Let us consider the diagram where,\[AC = 51\], \[B\] is the marked point such that, \[AB = 25\]. Again, \[PQ = AD = 5\]

It is given that,

\[\angle CQB = \angle AQB\].

Therefore \[QB\] is bisector of angle \[\angle AQC\] and as such it divides the base \[AC\] in the ratio of the arm of the angle

\[\dfrac{{AB}}{{BC}} = \dfrac{{QA}}{{QC}}\]
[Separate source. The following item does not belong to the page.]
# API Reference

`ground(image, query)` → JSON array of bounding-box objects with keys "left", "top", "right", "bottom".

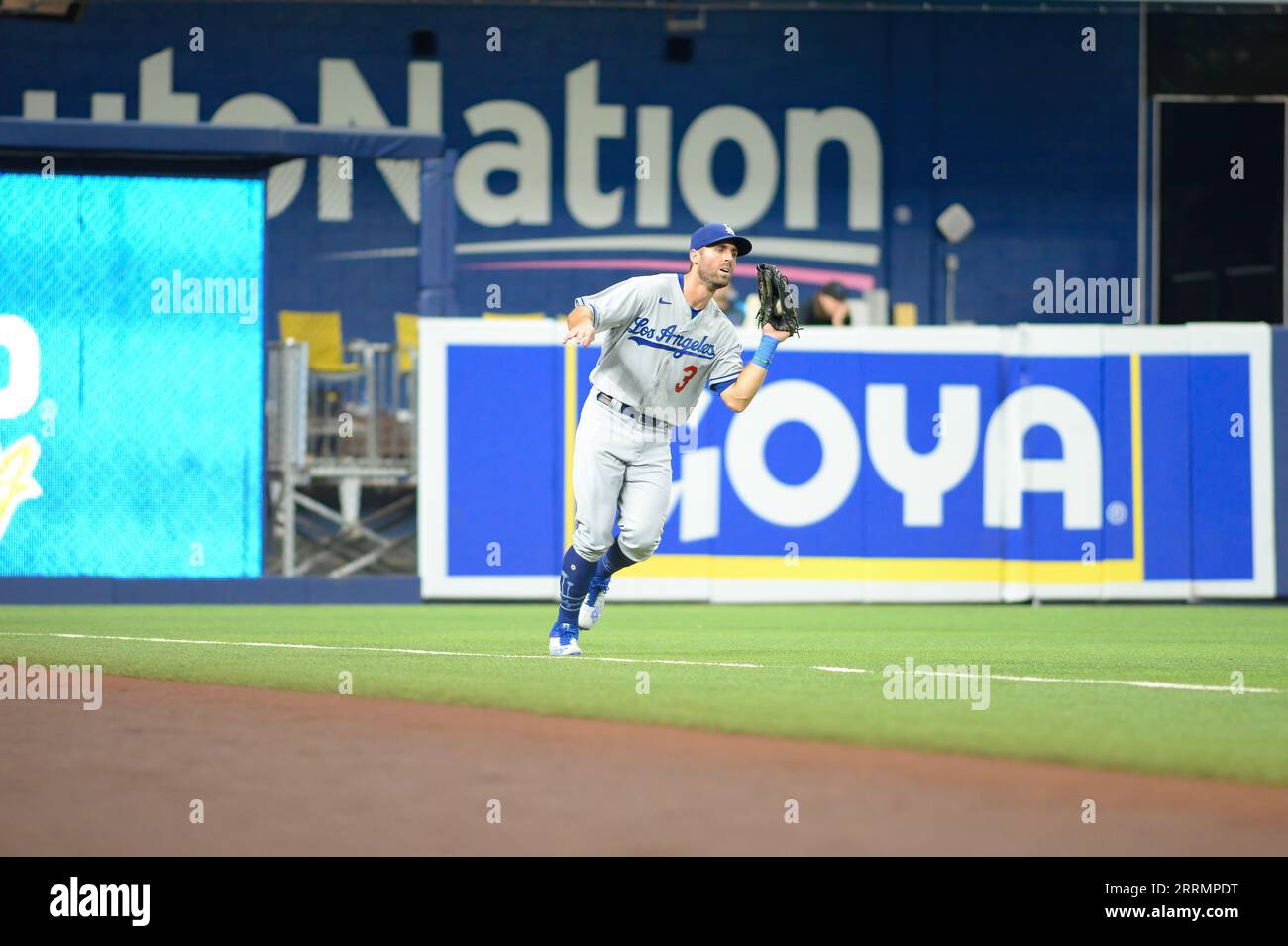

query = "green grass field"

We are going to use Pythagoras theorem for following triangles,

From \[\Delta QDA\] we have, \[\sqrt {Q{D^2} + A{D^2}} = QA\]

From \[\Delta QDC\] we have, \[\sqrt {Q{D^2} + D{C^2}} = QC\]

Let us substitute these values of the sides in the above equation we get,

\[\dfrac{{AB}}{{BC}} = \dfrac{{\sqrt {Q{D^2} + D{A^2}} }}{{\sqrt {Q{D^2} + D{C^2}} }}\]

Let us consider, \[PA = QD = x\]

Let substitute these known as values we get,

\[\dfrac{{25}}{{26}} = \dfrac{{\sqrt {{x^2} + {5^2}} }}{{\sqrt {{x^2} + {{46}^2}} }}\]

On squaring both sides and cross multiplying we get,

\[625({x^2} + {46^2}) = 676({x^2} + 25)\]

Om simplifying the above equation, we get,

\[51{x^2} = (625 \times {46^2} - 676 \times 25)\]

Simplifying again we get,

\[{x^2} = 25600\]

Taking square root on both sides of the above equation we get,

\[x = 160\]

Hence, the required distance is \[160\]m.

To find the value of x diagram plays a major role, it will help us by leading it to find the triangle to which the Pythagoras theorem is applied.